古くから伝わるイギリスの民話を原作にディズニーオリジナルの改変を加えて制作された教訓ミュージカルファンタジー。
監督はウォルトから引き継いで数々のミッキー・マウス作品を監督した事で知られる、バート・ジレット。ディズニー草創期を支えた人物です。
ストーリーを担当したのは白雪姫〜眠れる森の美女までほぼ全ての長編作品や数多くの短編作品のストーリーに携わったテッド・シアーズと同じく同時期のディズニーストーリーに多大な貢献をしたウェッブ・スミス。
この2人は共に絵コンテ(ストーリーボード)というシステムを世界で初めて考案・開発した一人です。
現在でもアニメーションや実写映画に欠かせない工程てある【絵コンテ】は、この時期ディズニースタジオで初めて生み出されたシステムでした。
さらにグーフィーやプルートの専属声優を担当し今作でもボイスキャストを務めたピント・コルヴィグがストーリーアーティストとしても参加しています。
音楽はシリー・シンフォニーの発案者でもあるカール・スターリング。
そして初期ディズニーミュージックの要として「白雪姫」「ダンボ」「バンビ」等の錚々たる作品を手掛けたフランク・チャーチルが楽曲制作を担当。

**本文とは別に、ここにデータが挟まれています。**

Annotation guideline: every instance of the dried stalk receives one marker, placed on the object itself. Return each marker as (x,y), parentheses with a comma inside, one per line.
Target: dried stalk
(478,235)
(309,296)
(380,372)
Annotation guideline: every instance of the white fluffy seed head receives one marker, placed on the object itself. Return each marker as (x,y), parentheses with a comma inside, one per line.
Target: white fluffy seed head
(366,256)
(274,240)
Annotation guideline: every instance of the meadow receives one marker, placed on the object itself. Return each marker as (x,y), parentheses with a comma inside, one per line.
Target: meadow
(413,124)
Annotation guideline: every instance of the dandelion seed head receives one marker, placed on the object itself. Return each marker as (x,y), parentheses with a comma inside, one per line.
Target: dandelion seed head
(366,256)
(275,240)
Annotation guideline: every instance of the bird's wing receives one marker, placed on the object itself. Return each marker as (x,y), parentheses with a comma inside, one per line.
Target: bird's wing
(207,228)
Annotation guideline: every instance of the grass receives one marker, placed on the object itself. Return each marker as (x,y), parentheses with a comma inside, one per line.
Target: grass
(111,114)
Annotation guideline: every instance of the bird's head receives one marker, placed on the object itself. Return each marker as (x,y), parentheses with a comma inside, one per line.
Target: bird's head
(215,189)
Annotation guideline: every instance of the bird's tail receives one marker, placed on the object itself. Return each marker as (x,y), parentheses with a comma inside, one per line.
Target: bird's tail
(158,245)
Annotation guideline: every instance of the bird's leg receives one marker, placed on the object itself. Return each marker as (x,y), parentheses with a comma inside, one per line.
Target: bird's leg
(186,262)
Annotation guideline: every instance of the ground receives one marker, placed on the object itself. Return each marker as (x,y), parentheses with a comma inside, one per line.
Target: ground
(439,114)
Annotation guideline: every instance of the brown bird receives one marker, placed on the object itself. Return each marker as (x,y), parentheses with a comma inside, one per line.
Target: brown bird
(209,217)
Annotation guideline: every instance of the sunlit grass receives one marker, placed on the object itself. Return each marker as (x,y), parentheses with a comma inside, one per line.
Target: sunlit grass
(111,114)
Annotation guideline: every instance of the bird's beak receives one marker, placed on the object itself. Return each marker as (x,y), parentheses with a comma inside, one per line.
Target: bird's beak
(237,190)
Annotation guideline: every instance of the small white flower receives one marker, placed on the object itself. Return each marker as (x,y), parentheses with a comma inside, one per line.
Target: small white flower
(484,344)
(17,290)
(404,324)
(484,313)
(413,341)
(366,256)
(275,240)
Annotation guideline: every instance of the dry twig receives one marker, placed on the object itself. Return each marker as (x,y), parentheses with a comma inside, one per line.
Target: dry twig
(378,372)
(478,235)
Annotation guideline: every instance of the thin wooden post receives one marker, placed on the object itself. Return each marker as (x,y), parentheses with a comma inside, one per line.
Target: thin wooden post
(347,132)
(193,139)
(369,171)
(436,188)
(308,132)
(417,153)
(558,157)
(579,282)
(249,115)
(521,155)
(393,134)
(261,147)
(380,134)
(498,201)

「狼なんか怖くない (Who's Afraid of the Big Bad Wolf)」を描き下ろしました。
ボイスキャストとしては前述のピント・コルヴィグ(プラクティカル・ピッグ)に加え、ビリー・ブレッチャー(ビッグ・バッド・ウルフ)、ドロシー・コンプトン(ファイファー・ピッグ)、メアリー・モダー(フィドラー・ピッグ)が務めました。
公開直後から短編アニメーションとしては規格外の爆発的な収益と評価を獲得し1934年のアカデミー賞を受賞。
実質上の短編アニメーション界のトップに君臨する程の圧倒的な人気を集めます。
特にフランク・チャーチルが制作した劇中のミュージカルナンバー「狼なんか怖くない (Who's Afraid of the Big Bad Wolf)」は大ヒットソングとなり、大恐慌に苦しむアメリカを励ます応援歌として大きく世間に流行しました。
短編アニメーションが社会全体にもたらした影響としては最大級の物であり、同ジャンルの飛躍、さらにはディズニーが後の世界初長編アニメーション映画制作など挑戦的な試みを行っていく為の大きな足がかりになったと言われています。
現在でもその人気は衰えず、ミッキー達レギュラーキャラクター以外の短編作品としては今も尚圧倒的な知名度を誇り、他の名だたるスターキャラクター達と肩を並べるディズニーの大きな代表作として世界中に愛され続けています。
又「短編アニメーション映画として歴史上最も成功した作品」として映画史においてもマスターピースとなっている1本でもあります。